Monthly Archives: March 2013

ApkScan beta released

Yesterday we released the first version of ApkScan! For those who can’t wait to run some of your Android applications through the scanners, ApkScan can be found at http://apkscan.nviso.be/. Two example reports generated by ApkScan can be found here and here. More details after the screenshot.

As we mentioned during a previous blog post, ApkScan allows you to scan Android packages for malicious activity. For this analysis, we use a combination of static and dynamic scanning techniques. Although we are planning on continuously adding and improving existing and new scanning methods, the current version of ApkScan already performs the following analysis:

 Static analysis

  • Analysis of AndroidManifest.xml
    • Registered permissions
    • Registered services
  • Analysis of disassembled source code
    •   Extract hard-coded URL’s

Dynamic analysis

  • Behavioral analysis using Droidbox
    • Behavior graphs
    • Placed phone calls
    • Sent SMS messages
    • Cryptographic activity
    • Information leakage (network / SMS / file)

External services

  • Virus scan of original samples using the VirusTotal API
  • URL scan of hard-coded URL’s using Google Safe Browsing API

In order to support these scanning features, we have implemented our own ApkScan API client.
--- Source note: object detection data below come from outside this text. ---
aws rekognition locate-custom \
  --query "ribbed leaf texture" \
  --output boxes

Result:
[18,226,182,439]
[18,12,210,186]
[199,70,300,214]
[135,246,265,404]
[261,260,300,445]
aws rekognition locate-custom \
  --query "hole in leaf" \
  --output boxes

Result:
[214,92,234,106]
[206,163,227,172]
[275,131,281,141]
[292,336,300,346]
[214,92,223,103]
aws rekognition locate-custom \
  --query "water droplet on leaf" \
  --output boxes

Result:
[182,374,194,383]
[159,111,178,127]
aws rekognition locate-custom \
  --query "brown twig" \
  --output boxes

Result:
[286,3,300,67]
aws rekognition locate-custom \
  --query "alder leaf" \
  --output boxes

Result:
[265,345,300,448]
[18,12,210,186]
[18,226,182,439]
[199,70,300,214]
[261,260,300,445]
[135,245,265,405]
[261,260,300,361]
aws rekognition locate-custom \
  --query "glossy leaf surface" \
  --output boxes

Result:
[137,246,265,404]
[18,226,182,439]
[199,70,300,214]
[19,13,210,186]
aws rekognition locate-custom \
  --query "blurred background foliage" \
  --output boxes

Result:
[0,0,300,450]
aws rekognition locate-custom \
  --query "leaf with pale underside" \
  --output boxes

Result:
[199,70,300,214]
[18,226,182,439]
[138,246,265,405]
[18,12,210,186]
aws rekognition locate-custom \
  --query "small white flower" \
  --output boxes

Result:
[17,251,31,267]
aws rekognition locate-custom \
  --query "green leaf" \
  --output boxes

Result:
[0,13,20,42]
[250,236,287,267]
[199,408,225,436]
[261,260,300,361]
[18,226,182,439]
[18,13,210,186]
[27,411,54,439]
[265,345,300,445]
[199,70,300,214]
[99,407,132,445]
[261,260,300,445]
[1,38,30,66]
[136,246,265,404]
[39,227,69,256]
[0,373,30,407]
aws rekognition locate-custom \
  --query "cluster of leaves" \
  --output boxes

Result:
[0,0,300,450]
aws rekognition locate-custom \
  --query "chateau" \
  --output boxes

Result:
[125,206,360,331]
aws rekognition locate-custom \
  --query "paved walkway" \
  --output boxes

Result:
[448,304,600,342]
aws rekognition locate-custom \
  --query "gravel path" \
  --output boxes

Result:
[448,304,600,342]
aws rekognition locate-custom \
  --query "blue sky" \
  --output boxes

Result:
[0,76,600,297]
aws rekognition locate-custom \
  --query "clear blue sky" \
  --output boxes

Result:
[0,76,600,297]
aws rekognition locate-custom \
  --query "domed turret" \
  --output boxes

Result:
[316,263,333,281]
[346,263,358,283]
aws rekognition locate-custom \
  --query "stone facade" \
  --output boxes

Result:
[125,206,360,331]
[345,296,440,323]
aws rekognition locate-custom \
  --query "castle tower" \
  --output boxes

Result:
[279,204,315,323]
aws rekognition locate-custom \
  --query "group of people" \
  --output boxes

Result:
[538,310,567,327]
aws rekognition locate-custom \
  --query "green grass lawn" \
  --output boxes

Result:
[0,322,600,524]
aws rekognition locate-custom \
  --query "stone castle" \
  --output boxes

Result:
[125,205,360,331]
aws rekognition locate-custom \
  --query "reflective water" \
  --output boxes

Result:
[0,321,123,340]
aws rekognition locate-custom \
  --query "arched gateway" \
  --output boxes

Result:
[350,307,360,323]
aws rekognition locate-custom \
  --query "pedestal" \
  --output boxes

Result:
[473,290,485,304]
This client fetches the uploaded samples in a BackTrack machine, and analyses and runs the samples in a sandboxed environment.

We look forward to your feedback and suggestions! We will be posting more updates soon so keep an eye out on this blog!
 

Mitigation strategies against cyber threats

So it’s been a good 2 months since we have been in business! We thought we’d to take some time to reflect on these two months, in which we’ve seen quite some interesting security news including the well-known Mandiant report on APT1 and the widespread Java chaos.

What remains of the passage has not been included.